This Couple Crowdfunded 38 Weddings Around The World Because People Are Suckers For Love
Weddings in the United States have become ultra-extravagant affairs. In fact, it was just reported last week that the average cost of a wedding is around $28,000. With numbers like that flying around, it’s hard to argue any extreme is out of the question, but one couple is putting a unique twist on their nuptials that seems a little bit overboard.
Cheetah Platt and Rhiann Woodyard, both acrobats from California, are currently on an 83-day trip around the world, getting married 38 times in different countries, and doing it mostly on someone else’s dime. The couple crowdfunded their wedding trip with donations from friends, family, and internet strangers on HoneyFund, a honeymoon crowdfunding website.
Platt and Woodyard told People magazine they couldn’t decide what sort of wedding they wanted and were frustrated with the expense of wedding planning, as they only had enough money for an ‘adequate wedding’ instead of a ‘perfect’ one, so they bought a suit and a dress, purchased a pair of lovely diamond rings, got ordained to perform their own ceremonies, and let their friends and family foot the bill for most of the rest in lieu of traditional gifts. After their appearance in People, random strangers online even started chipping in.
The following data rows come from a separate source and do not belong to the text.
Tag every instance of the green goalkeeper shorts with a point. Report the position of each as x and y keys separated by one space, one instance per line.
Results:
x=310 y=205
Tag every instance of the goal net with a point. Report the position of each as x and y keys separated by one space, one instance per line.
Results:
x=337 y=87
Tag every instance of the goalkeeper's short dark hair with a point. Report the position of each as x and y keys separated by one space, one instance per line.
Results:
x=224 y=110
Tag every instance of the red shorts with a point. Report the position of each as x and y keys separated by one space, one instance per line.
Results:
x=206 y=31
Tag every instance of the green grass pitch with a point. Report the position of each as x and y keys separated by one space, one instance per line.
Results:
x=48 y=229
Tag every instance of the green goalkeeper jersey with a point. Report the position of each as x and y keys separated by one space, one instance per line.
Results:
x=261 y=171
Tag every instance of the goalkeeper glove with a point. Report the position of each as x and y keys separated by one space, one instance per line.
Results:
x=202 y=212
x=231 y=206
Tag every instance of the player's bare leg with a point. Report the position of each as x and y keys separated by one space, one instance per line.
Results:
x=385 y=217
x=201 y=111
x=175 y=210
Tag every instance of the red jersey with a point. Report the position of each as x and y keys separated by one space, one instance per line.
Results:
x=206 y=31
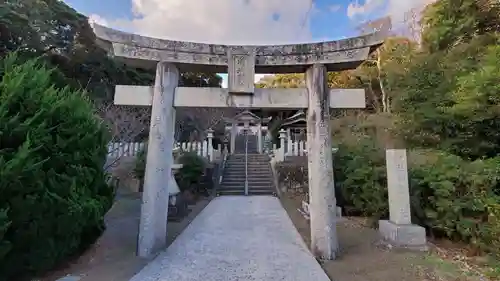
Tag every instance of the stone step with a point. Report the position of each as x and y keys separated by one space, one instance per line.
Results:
x=250 y=176
x=250 y=192
x=242 y=187
x=242 y=167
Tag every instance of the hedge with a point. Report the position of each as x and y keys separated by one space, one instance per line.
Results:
x=54 y=191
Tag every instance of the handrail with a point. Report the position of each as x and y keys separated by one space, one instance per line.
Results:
x=246 y=162
x=220 y=172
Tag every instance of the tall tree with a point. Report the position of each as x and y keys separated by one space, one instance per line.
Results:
x=450 y=22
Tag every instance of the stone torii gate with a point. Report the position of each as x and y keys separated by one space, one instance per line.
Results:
x=241 y=63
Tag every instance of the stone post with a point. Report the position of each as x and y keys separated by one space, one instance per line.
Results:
x=154 y=208
x=210 y=136
x=324 y=243
x=398 y=230
x=233 y=136
x=259 y=137
x=282 y=137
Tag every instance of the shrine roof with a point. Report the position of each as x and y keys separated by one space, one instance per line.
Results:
x=143 y=51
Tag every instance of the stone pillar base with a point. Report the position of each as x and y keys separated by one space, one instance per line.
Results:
x=409 y=236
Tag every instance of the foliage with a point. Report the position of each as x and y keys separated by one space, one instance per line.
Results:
x=447 y=23
x=449 y=100
x=450 y=196
x=64 y=38
x=458 y=199
x=193 y=167
x=292 y=174
x=53 y=185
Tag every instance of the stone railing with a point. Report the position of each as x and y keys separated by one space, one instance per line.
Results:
x=132 y=149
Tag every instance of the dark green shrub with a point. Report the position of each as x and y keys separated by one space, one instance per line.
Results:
x=53 y=187
x=190 y=175
x=450 y=196
x=360 y=179
x=456 y=198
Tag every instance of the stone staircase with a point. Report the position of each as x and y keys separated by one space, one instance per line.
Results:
x=260 y=179
x=240 y=144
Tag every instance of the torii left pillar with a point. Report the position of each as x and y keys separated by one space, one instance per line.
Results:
x=154 y=208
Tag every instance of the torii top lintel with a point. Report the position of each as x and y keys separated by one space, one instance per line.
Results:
x=145 y=51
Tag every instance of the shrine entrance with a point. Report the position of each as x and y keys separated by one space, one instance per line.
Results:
x=241 y=63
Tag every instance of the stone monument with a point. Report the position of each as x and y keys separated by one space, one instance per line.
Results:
x=398 y=230
x=241 y=62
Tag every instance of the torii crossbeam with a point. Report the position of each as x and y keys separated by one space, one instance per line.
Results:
x=241 y=63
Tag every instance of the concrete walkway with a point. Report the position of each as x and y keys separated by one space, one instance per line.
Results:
x=237 y=238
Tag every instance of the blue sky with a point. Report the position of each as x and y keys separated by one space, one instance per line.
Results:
x=241 y=21
x=328 y=21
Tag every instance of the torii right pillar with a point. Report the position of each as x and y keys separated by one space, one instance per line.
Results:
x=324 y=240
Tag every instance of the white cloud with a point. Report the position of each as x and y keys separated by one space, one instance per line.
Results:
x=334 y=8
x=98 y=20
x=221 y=21
x=396 y=9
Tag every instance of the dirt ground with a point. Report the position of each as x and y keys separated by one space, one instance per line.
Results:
x=364 y=258
x=113 y=256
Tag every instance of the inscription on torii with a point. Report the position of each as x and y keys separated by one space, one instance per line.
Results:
x=241 y=62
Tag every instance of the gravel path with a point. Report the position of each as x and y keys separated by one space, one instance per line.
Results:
x=237 y=238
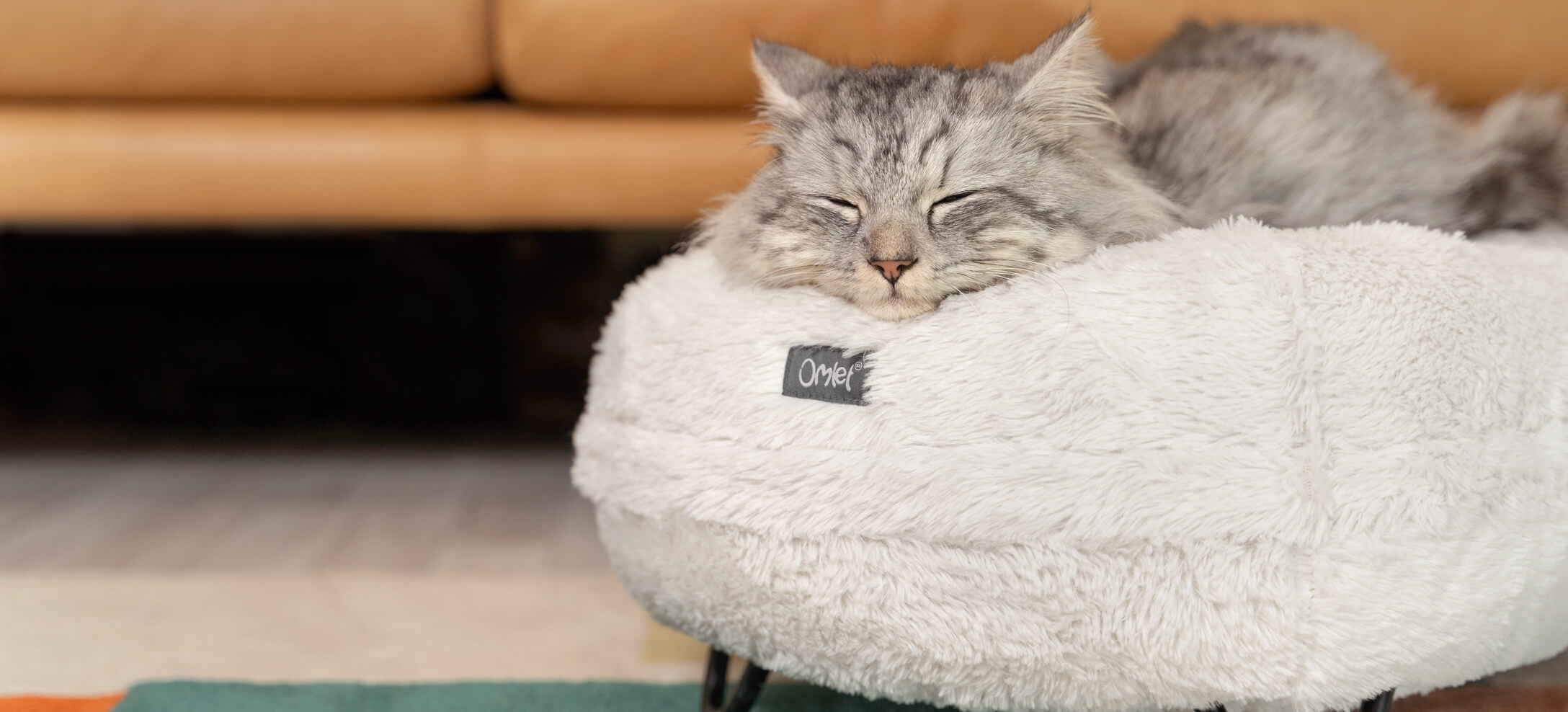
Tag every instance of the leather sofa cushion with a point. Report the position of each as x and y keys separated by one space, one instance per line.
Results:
x=463 y=165
x=244 y=49
x=695 y=52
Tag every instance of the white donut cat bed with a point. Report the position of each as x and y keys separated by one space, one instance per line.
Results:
x=1275 y=469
The couple’s HoneyFund page has options to purchase hotel stays, motorcycle tours, snorkeling tours, plane tickets, elephant rides, and everything else they’ll need on their adventure. When they get done traveling, they’re having a ‘crazy’ reception with ‘tag, relay races, ball pits and more,’ which friends and family also funded using their HoneyFund page because nothing says thanks quite like letting people pay their way to a party to celebrate the 38 weddings they just bought you.
The pair has been quick to downplay the extravagance of their wedding plans by pointing out how hard they tried to cut costs and keep things cheap, but that doesn’t really change the fact that this is excessive and honestly sort of tacky.Â HoneyFund exists for people to gift honeymoons, but contributing to a honeymoon fund or buying an extravagant gift is usually a gesture people make after you’ve invited (and paid for) them to be present at the celebration of your union. Asking people to pay for an 83-day wedding tour they aren’t even invited to and then pay for your reception just seems rude, no matter how ‘cheap’ it is.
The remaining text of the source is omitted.